1991 floh er nach Deutschland ins politische Asyl. Seit 1992 lebt er als Schriftsteller in Köln. 1998 wurde er von der Türkei ausgebürgert, weil er eine Rückkehr zum türkischen Militärdienst verweigerte. Er ist Mitglied in der internationalen Schriftstellervereinigung PEN und besitzt seit 2001 allein die deutsche Staatsbürgerschaft."
(Quelle: Wikipedia)
Im August 2017 wurde er vorübergehend in Granada, wo er Urlaub machte, verhaftet; das türkische Regime fahndete über Interpol nach ihm...
Namentlich diese "Episode" [in und um Granada], die für Akhanlı als Anlass wie als Titel seiner autobiografischen Erzählung Verhaftung in Granada herhielt, wird in der von Nuran David Calis zusammengestückelten Spielfassung erst ganz am Schluss der ca. einhundert Minuten währenden Performance in der Außenspielstätte am Offenbachplatz faktisch aufgerollt, protokollarisiert; der Name und der Fall des Dichters gerieten - über die Tagesschau-Nachricht hinaus - in die Weltöffentlichkeit, die entsprechenden Schlagzeilen in der New York Times, im britischen Guardian usw. wurden nacheinander eingeblendet.

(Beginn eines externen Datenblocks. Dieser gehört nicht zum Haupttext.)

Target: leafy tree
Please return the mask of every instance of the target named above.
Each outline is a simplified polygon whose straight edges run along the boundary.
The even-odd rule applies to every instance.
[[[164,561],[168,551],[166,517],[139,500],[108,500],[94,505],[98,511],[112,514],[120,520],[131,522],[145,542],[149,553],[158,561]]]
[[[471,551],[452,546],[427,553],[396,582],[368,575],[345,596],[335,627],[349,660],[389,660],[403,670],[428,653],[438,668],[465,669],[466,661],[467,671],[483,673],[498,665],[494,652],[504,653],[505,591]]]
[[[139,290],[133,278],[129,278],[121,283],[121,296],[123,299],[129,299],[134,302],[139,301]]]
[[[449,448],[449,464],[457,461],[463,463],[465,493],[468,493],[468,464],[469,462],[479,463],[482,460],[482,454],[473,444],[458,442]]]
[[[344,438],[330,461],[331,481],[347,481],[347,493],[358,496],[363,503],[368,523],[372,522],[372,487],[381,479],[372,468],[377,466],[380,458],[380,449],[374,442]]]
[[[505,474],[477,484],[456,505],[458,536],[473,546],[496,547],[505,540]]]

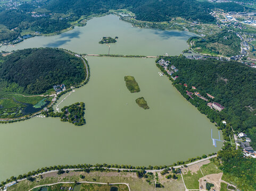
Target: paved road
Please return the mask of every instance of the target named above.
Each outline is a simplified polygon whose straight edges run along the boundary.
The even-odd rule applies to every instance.
[[[42,186],[52,186],[52,185],[55,185],[59,184],[70,184],[70,183],[75,183],[75,182],[60,182],[60,183],[53,183],[53,184],[50,184],[40,185],[40,186],[37,186],[34,187],[34,188],[30,189],[28,191],[31,191],[34,188],[38,188],[38,187],[42,187]],[[79,182],[77,182],[77,183],[88,183],[88,184],[97,184],[108,185],[108,183],[89,182],[89,181],[79,181]],[[109,184],[109,185],[119,185],[119,184],[126,185],[128,187],[129,191],[131,191],[131,190],[130,189],[130,187],[129,186],[129,184],[127,184],[127,183],[110,183],[110,184]]]
[[[196,164],[199,162],[202,162],[202,161],[206,161],[207,160],[209,160],[210,159],[211,159],[211,158],[214,158],[214,157],[217,157],[217,154],[216,155],[212,155],[212,156],[211,156],[211,157],[207,157],[205,159],[201,159],[201,160],[199,160],[197,161],[194,161],[194,162],[191,162],[188,164],[186,164],[186,165],[187,166],[191,166],[191,165],[193,165],[193,164]],[[175,169],[177,169],[177,168],[181,168],[181,167],[184,166],[184,164],[183,165],[178,165],[178,166],[175,166],[175,167],[173,167]],[[91,168],[92,169],[93,169],[95,167],[92,167]],[[110,170],[136,170],[136,169],[123,169],[123,168],[106,168],[106,167],[103,167],[103,168],[105,168],[105,169],[110,169]],[[68,170],[69,171],[74,171],[75,170],[81,170],[81,169],[63,169],[63,170],[65,171],[67,170]],[[145,170],[145,171],[147,172],[161,172],[164,169],[159,169],[159,170]],[[47,171],[47,172],[42,172],[42,173],[39,173],[38,175],[34,175],[34,176],[32,176],[32,177],[35,177],[36,176],[37,176],[38,175],[45,175],[45,174],[46,174],[46,173],[51,173],[51,172],[57,172],[58,171],[58,170],[51,170],[51,171]],[[20,180],[18,180],[17,181],[22,181],[22,180],[26,180],[26,178],[23,178],[22,179],[20,179]],[[7,186],[9,186],[9,185],[11,185],[11,184],[14,183],[15,181],[13,181],[13,182],[11,182],[11,183],[10,183],[9,184],[7,184],[5,185],[5,188]],[[5,189],[4,190],[5,190]]]

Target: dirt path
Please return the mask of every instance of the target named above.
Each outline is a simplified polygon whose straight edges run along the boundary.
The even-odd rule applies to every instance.
[[[34,188],[30,189],[28,191],[31,191],[34,188],[38,188],[38,187],[42,187],[42,186],[52,186],[52,185],[55,185],[59,184],[70,184],[70,183],[72,184],[72,183],[75,183],[75,182],[61,182],[61,183],[53,183],[53,184],[46,184],[46,185],[44,185],[37,186],[35,186]],[[119,185],[119,184],[123,184],[123,185],[125,185],[127,186],[127,187],[129,189],[129,191],[131,191],[131,190],[130,189],[130,187],[129,186],[129,184],[127,184],[127,183],[123,183],[108,184],[108,183],[95,183],[95,182],[89,182],[89,181],[80,181],[80,182],[77,182],[77,183],[97,184],[109,185]]]

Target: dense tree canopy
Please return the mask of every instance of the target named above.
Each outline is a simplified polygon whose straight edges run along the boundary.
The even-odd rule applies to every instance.
[[[169,58],[179,71],[175,83],[196,86],[205,97],[226,109],[220,114],[228,119],[234,130],[244,131],[256,126],[256,70],[236,62],[216,59],[193,60],[182,57]]]
[[[14,83],[28,94],[39,94],[55,84],[67,86],[79,84],[85,79],[80,58],[53,48],[18,50],[2,58],[0,79],[5,82],[3,90]]]
[[[234,32],[224,30],[219,33],[205,38],[191,37],[188,40],[192,48],[199,53],[222,55],[227,56],[240,54],[240,38]]]
[[[233,3],[211,3],[196,0],[33,1],[21,4],[17,9],[0,9],[0,25],[9,29],[15,29],[15,36],[20,36],[22,31],[27,29],[42,33],[58,32],[70,27],[72,21],[82,15],[119,8],[134,12],[136,19],[142,21],[161,22],[180,16],[190,21],[213,23],[216,20],[209,13],[215,8],[228,12],[253,10]],[[15,37],[12,32],[5,31],[5,33],[10,34],[5,35],[0,41],[6,39],[11,41]]]

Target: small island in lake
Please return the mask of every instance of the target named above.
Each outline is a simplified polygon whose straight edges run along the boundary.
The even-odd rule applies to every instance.
[[[141,91],[139,85],[134,76],[125,76],[125,81],[126,83],[126,86],[131,93],[139,92]]]
[[[77,126],[85,124],[85,119],[84,118],[85,114],[85,103],[84,102],[77,102],[69,106],[65,106],[61,109],[60,112],[54,113],[53,109],[51,107],[47,111],[42,112],[45,117],[52,117],[61,118],[62,121],[68,121]]]
[[[136,99],[136,101],[137,104],[138,104],[139,107],[143,108],[143,109],[148,109],[150,108],[147,105],[147,101],[145,100],[144,98],[139,98]]]
[[[111,38],[110,37],[103,37],[102,39],[98,42],[100,44],[109,44],[109,43],[115,43],[117,42],[117,40],[118,37],[115,37],[114,38]]]

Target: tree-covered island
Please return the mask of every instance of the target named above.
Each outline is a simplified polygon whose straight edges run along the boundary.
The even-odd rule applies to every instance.
[[[98,42],[100,44],[110,44],[110,43],[115,43],[117,42],[117,40],[118,38],[118,37],[115,37],[114,38],[113,38],[110,37],[103,37],[101,40]]]
[[[139,92],[141,91],[139,85],[136,81],[134,76],[125,76],[125,81],[126,82],[126,86],[131,93]]]
[[[52,107],[48,110],[42,112],[45,117],[52,117],[61,118],[62,121],[68,121],[77,126],[85,124],[85,119],[84,118],[85,110],[84,102],[77,102],[69,106],[65,106],[61,109],[60,112],[54,113]]]
[[[150,107],[147,105],[147,101],[145,100],[144,98],[141,97],[136,100],[136,103],[138,106],[143,108],[144,109],[148,109]]]

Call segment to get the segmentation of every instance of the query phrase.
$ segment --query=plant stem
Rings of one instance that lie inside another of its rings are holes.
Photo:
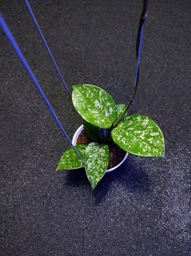
[[[115,128],[120,122],[121,121],[127,112],[131,104],[134,100],[137,94],[137,89],[139,85],[140,78],[140,48],[141,46],[141,42],[142,39],[142,36],[143,34],[143,23],[147,17],[146,11],[147,10],[147,6],[148,0],[144,0],[143,5],[143,10],[140,14],[140,21],[138,32],[137,37],[136,45],[136,53],[137,60],[137,72],[136,74],[136,79],[135,86],[134,87],[134,91],[133,95],[131,96],[130,99],[124,112],[122,113],[120,117],[117,121],[116,123],[111,126],[111,130]]]

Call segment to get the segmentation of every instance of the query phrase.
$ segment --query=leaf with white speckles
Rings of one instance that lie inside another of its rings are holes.
[[[90,143],[86,149],[84,160],[88,179],[92,189],[105,174],[108,165],[109,150],[107,144]]]
[[[82,160],[84,158],[85,150],[87,147],[87,145],[86,144],[80,144],[75,146],[75,148]],[[73,148],[72,147],[68,149],[61,157],[56,171],[61,169],[77,169],[84,166],[84,164],[79,158]]]
[[[117,121],[119,118],[123,113],[124,112],[125,110],[125,108],[126,108],[126,105],[124,105],[124,104],[118,104],[116,105],[118,109],[118,116],[115,121],[113,124],[114,125],[117,122]],[[123,119],[127,115],[127,112],[126,112],[125,114],[125,116],[123,117]]]
[[[111,132],[114,141],[124,150],[142,156],[164,157],[162,132],[152,119],[142,114],[124,118]]]
[[[72,102],[83,119],[101,128],[109,128],[117,117],[117,108],[111,96],[94,85],[73,86]]]

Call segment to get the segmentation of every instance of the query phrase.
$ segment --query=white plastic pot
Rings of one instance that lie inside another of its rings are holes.
[[[77,138],[79,135],[80,134],[80,133],[83,129],[83,125],[82,125],[80,126],[78,129],[76,131],[74,135],[73,135],[73,138],[72,139],[72,144],[74,146],[76,146],[76,140],[77,140]],[[127,152],[126,153],[125,157],[122,160],[122,161],[116,165],[115,167],[113,167],[113,168],[111,168],[111,169],[108,169],[106,171],[105,173],[109,173],[109,172],[111,172],[114,171],[115,169],[116,169],[119,166],[121,165],[123,163],[123,162],[126,160],[129,153]]]

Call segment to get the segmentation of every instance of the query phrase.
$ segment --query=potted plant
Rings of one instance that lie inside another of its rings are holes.
[[[97,86],[87,84],[73,86],[72,102],[83,120],[89,141],[87,144],[75,146],[78,155],[73,147],[67,150],[60,158],[56,170],[85,167],[92,189],[107,172],[111,144],[137,156],[164,157],[164,137],[157,124],[145,116],[133,114],[132,111],[131,114],[127,114],[134,103],[139,84],[140,52],[147,5],[145,0],[137,40],[135,85],[127,105],[116,105],[107,92]]]

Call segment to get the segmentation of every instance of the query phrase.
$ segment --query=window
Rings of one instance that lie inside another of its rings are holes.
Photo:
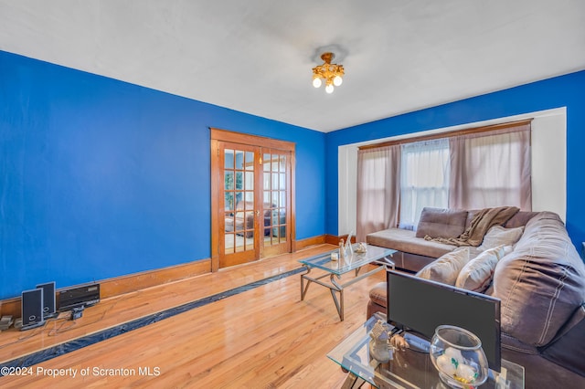
[[[358,237],[396,226],[416,229],[425,206],[532,210],[530,121],[360,148]],[[392,161],[380,153],[390,148]]]
[[[416,229],[425,206],[449,206],[449,169],[448,139],[402,145],[400,228]]]

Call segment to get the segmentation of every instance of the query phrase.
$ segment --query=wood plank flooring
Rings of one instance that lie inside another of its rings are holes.
[[[332,248],[320,245],[136,290],[102,300],[76,321],[53,320],[40,330],[3,331],[0,363],[292,270],[298,259]],[[377,273],[346,290],[344,321],[329,290],[319,285],[312,285],[301,301],[300,276],[294,275],[50,359],[31,366],[30,375],[0,378],[0,386],[340,387],[346,373],[326,353],[365,321],[368,291],[384,277]],[[52,377],[49,369],[76,376]]]

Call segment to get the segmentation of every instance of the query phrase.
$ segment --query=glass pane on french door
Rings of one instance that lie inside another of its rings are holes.
[[[288,154],[272,150],[263,152],[262,208],[266,247],[286,243]]]
[[[224,149],[224,253],[253,251],[254,152]]]

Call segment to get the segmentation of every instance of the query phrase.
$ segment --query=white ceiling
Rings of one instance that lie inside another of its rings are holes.
[[[0,0],[0,50],[330,131],[585,68],[585,1]]]

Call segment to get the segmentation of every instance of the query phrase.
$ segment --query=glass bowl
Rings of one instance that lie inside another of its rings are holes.
[[[441,380],[451,387],[473,388],[487,380],[488,364],[482,341],[465,329],[437,327],[431,340],[430,355]]]

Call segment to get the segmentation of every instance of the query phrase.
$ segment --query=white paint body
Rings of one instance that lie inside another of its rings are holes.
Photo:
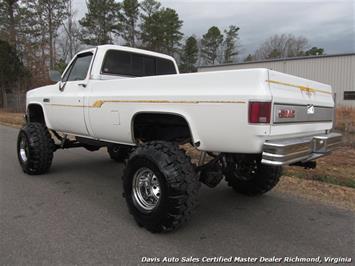
[[[174,60],[138,49],[99,46],[91,50],[94,57],[85,80],[68,81],[63,91],[59,90],[59,83],[31,90],[27,93],[27,106],[41,105],[50,129],[129,145],[136,144],[132,133],[136,114],[177,114],[188,122],[193,142],[200,142],[198,148],[215,152],[260,153],[265,140],[315,135],[332,128],[331,121],[282,125],[248,123],[250,101],[334,107],[329,85],[268,69],[140,78],[107,76],[101,74],[100,69],[109,49]],[[270,83],[270,80],[319,91],[302,91]],[[44,102],[44,98],[50,102]],[[98,102],[101,106],[95,107]]]

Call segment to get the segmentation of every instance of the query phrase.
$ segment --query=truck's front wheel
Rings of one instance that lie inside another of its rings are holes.
[[[151,232],[171,231],[186,222],[199,187],[189,158],[177,145],[163,141],[135,149],[123,176],[130,213]]]
[[[257,158],[231,160],[224,175],[228,185],[236,192],[256,196],[276,186],[282,175],[282,167],[261,164]]]
[[[23,171],[39,175],[52,164],[54,142],[48,129],[40,123],[28,123],[21,128],[17,138],[17,155]]]

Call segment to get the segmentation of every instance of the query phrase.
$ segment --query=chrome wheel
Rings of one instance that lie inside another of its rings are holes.
[[[143,212],[153,211],[159,203],[161,191],[158,177],[146,167],[138,169],[132,182],[134,205]]]
[[[27,145],[27,140],[24,136],[22,136],[21,141],[20,141],[19,153],[20,153],[21,160],[24,163],[27,162],[28,145]]]

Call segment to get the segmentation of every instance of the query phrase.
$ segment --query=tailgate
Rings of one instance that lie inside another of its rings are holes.
[[[272,70],[267,83],[273,98],[271,135],[307,135],[332,128],[329,85]]]

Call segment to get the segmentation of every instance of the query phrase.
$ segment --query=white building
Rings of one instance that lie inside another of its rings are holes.
[[[355,53],[201,66],[198,72],[268,68],[330,84],[338,106],[355,107]]]

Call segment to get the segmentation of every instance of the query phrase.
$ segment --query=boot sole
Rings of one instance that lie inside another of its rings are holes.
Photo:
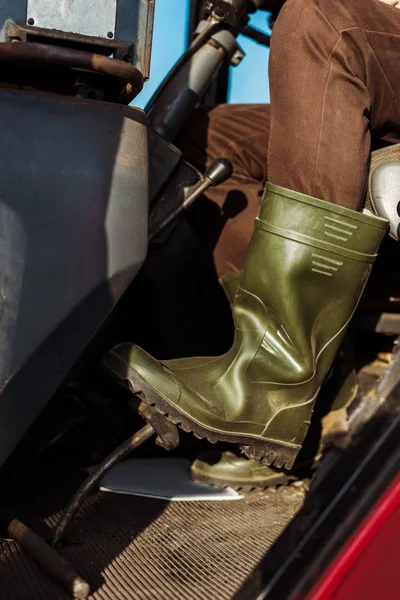
[[[118,357],[119,358],[119,357]],[[111,360],[112,363],[112,360]],[[107,366],[107,360],[105,361]],[[115,371],[111,368],[114,374]],[[212,444],[216,442],[228,442],[241,447],[241,450],[248,458],[253,458],[267,466],[275,466],[278,469],[290,470],[293,467],[297,454],[301,446],[291,446],[284,443],[268,439],[253,438],[251,436],[235,435],[207,429],[199,425],[196,421],[189,419],[184,414],[176,410],[169,404],[158,392],[148,386],[141,377],[135,374],[134,378],[129,375],[124,379],[129,381],[131,391],[141,400],[152,406],[166,417],[169,421],[180,427],[187,433],[192,433],[198,439],[206,438]]]

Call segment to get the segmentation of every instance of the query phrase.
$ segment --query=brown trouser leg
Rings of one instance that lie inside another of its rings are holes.
[[[378,0],[287,0],[269,74],[269,180],[358,210],[371,132],[400,139],[400,10]]]
[[[400,10],[378,0],[287,0],[270,87],[271,115],[267,105],[200,109],[181,143],[200,169],[217,156],[234,166],[189,215],[220,276],[243,267],[267,178],[360,208],[371,134],[400,140]]]
[[[188,215],[220,277],[244,265],[267,180],[269,122],[267,104],[200,108],[179,142],[186,160],[201,171],[218,157],[233,165],[232,177],[209,189]]]

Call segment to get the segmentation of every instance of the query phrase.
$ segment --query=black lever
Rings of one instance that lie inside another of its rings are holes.
[[[187,208],[201,194],[203,194],[209,187],[216,187],[217,185],[221,185],[224,181],[229,179],[232,175],[233,167],[230,160],[227,158],[216,158],[213,160],[211,165],[206,169],[203,177],[194,184],[189,190],[188,193],[180,206],[175,209],[168,217],[160,224],[160,226],[156,229],[156,231],[152,232],[149,236],[149,240],[152,241],[163,229],[165,229],[168,225],[172,223],[176,219],[178,215]]]

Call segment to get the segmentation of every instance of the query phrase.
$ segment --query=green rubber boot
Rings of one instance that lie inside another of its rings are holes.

Im Anschluss daran verlesen Stefko Hanushevsky, Kristin Steffen und Murat Dikenci Dutzende Namen der KollegInnen Akhanlıs, die, wie er einst, als politische Gefangene völlig zuunrecht in den türkischen Gefängnissen sitzen und um deren bedingungslose Freilassung auch weiterhin weltweit zu kämpfen wäre und zu kämpfen ist! Und ihre Namen standen/stehen selbstverständlich dann für alle andern Tausenden Betroffenen in Erdogans Türkei.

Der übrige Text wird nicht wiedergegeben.